Comment nos données sont-elles collectées ?

Nos sites internet, nos applications mobiles et nos réseaux sociaux préférés sont développés avec des langages de programmation divers et variés ; mais chacune de ces applications est équipée de blocs de codes permettant d’obtenir des informations sur l’utilisateur.

Ces blocs de codes ont souvent les mêmes fonctions :

  •        Collecter en temps réel les localisations GPS
  •        Permettre la communication avec d’autres applications
  •        Autoriser l’utilisation de l’appareil photo… et accéder à la galerie photos de l’utilisateur
  •        Récupérer le carnet d’adresse de l’utilisateur
  •        Accéder à ses messages et à ses journaux d’appels

Si ces blocs permettent souvent un bon fonctionnement de l’application, certaines demandes d’autorisations de collecte d’informations sont complétement indues. Comment expliquer qu’une application de mini-jeu demande l’accès à vos photos, ou qu’une application de gestion de vos dépenses demande l’accès à votre localisation ?

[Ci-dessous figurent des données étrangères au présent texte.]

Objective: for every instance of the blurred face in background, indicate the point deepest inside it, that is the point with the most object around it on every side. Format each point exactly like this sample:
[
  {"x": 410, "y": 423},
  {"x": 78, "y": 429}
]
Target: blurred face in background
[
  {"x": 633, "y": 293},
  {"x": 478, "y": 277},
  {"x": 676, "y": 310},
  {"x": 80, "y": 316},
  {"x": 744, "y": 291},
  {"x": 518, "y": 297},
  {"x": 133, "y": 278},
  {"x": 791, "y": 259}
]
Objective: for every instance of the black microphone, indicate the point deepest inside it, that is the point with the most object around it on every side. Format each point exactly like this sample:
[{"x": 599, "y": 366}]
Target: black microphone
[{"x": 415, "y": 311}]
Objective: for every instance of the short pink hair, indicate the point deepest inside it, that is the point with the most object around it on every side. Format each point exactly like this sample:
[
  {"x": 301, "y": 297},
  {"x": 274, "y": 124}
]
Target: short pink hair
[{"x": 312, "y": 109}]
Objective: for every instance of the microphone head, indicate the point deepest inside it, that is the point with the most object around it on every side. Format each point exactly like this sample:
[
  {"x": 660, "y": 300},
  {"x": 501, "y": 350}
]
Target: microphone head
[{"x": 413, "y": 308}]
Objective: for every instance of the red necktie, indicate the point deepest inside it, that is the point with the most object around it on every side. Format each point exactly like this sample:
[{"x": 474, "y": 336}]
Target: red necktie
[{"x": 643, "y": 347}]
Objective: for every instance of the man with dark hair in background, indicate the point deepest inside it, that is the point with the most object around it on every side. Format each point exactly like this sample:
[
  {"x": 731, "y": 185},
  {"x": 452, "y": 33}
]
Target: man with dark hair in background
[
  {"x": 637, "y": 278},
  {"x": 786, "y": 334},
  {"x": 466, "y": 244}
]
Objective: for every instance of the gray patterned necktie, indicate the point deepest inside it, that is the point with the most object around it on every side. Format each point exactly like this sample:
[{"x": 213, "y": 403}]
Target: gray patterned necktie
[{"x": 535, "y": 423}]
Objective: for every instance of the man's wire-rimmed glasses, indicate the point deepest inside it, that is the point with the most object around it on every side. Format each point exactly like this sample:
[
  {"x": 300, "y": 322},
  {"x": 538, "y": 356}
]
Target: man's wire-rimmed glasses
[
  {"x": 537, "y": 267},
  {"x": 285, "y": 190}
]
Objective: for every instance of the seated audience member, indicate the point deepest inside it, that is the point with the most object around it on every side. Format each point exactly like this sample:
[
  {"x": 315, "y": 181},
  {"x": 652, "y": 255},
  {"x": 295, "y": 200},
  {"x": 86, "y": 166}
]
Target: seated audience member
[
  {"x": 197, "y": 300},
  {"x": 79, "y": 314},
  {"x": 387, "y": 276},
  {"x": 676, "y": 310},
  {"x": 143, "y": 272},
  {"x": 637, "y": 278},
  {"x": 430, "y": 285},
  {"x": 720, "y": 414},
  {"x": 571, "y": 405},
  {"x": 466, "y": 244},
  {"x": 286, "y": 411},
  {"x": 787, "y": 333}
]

Tout simplement parce que ces données collectées permettent aussi la création du profil de l’utilisateur :

  •        Son âge
  •        Ses centres d’intérêt
  •        Ses applications
  •        Les sites internet visités
  •        Sa position géographique et ses déplacements
  •        Ses habitudes alimentaires et sportives
  •        Et ainsi de suite…

Vous vous demandez ce qui pourrait être problématique dans ces données ?

Votre position géographique indique les lieux que vous fréquentez et votre lieu d’habitation. Autant dire tout de suite, un indice très probable de votre niveau de vie et de votre milieu social. Mais aussi de votre personnalité : fréquentez-vous des bibliothèques, des musées ? Sortez-vous tard la nuit, et souvent ? , etc.

Vous ne faites pas de sport, vous commandez souvent dans des fastfoods ? Des informations très intéressantes pour établir votre profil de santé.

Sans parler de vos recherches Google, qui disent tout de vous !

Comment sont utilisées les données personnelles collectées ?

Ces données personnelles peuvent être utilisées directement par l’entreprise pour personnaliser ses services (par exemple, Amazon recommandant des articles complémentaires à ceux que vous avez achetés, ou Google Maps se souvenant de vos positions) ou les améliorer (les fameux cookies sur les sites que vous visitez et qui aident les concepteurs de site à comprendre ce que les gens aiment ou n’aiment pas sur le site).

Mais elles peuvent être aussi vendues à des « partenaires », c’est-à-dire souvent des organismes agréés (autant le dire tout de suite : des entreprises spécialisées dans la revente de données) qui les croisent avec d’autres données acquises d’autres applications afin d’établir un profil complet.

Elles seront alors revendues à des entreprises (par exemple… Amazon ou Google !) qui les utiliseront pour des publicités ciblées, du démarchage commercial…

Très souvent, les conditions d’utilisation de nos données personnelles ne nous sont que partiellement expliquées, l’utilisation de ces données étant expliquée de manière plus détaillée dans les Conditions Générales d’Utilisation (CGU), rarement lues, souvent complexes à comprendre.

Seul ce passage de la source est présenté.